Alles über Tabletten

1. Vor dem Essen eingenommene Medikamente wirken schneller

Ob Medikamente vor, während oder nach dem Essen eingenommen werden sollten, hängt vom jeweiligen Arzneimittel ab. Soll die Wirkung möglichst schnell einsetzen, etwa bei einer Kopfschmerztablette, ist die Tabletteneinnahme vor einer Mahlzeit auf nüchternen Magen empfehlenswert.
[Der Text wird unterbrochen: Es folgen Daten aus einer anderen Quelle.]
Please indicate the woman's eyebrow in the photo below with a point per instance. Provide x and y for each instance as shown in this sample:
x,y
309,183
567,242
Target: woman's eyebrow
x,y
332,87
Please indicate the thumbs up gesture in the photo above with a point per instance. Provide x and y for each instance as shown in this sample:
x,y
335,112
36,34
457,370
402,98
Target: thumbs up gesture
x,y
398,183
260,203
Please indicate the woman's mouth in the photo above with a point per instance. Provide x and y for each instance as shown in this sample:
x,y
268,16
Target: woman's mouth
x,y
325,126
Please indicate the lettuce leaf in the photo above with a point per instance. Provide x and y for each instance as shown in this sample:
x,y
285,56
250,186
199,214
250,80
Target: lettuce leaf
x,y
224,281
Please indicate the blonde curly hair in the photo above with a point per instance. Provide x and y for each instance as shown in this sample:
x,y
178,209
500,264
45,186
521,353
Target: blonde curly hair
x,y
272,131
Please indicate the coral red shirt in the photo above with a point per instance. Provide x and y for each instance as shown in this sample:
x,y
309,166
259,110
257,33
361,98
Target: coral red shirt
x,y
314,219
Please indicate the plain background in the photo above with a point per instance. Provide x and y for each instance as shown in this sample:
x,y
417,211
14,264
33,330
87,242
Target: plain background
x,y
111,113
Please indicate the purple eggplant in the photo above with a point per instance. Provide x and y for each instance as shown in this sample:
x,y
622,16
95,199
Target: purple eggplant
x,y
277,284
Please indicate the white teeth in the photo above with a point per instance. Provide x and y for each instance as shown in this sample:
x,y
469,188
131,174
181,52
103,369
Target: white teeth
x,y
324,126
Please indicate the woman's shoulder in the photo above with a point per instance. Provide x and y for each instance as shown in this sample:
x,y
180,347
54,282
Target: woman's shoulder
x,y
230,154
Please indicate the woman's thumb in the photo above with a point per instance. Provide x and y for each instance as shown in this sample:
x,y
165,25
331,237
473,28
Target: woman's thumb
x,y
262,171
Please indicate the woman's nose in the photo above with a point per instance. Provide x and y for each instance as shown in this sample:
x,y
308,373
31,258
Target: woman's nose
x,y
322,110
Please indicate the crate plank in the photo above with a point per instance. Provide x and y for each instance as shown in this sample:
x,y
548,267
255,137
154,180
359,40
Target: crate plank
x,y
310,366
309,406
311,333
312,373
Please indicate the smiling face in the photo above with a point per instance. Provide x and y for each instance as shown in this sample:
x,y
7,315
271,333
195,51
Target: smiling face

2. Tabletten bei Milchzucker-Unverträglichkeit meist kein Problem

Milchzucker (Lactose) ist bei der Herstellung von Tabletten ein weit verbreiteter Hilfsstoff. Auch Menschen mit einer Milchzucker-Unverträglichkeit (Lactose-Intoleranz) können Tabletten meist ohne Probleme einnehmen, denn die enthaltenen Mengen Milchzucker sind sehr gering.

3. Tabletten statt Spritze

Tabletten oder Tropfen mit Allergenextrakten, die Patienten unter der Zunge ("sublingual") zergehen lassen, ersetzen zunehmend die jahrelange Behandlung mit Spritzen. Das Wirkprinzip ist in beiden Fällen dasselbe: Der Körper wird an Stoffe gewöhnt, auf die er allergisch reagiert und lernt, sie ohne triefende Nase, verquollene Augen, juckende Haut oder Asthmaanfälle zu tolerieren.

4. Tabletten oder Tropfen zur langfristigen Allergie-Therapie noch nicht überzeugend

Die Wirkung der sublingualen Immuntherapie überzeugt bislang nur bei Gräsern, nicht aber bei Baumpollen- oder auch Hausstaubmilbenallergien.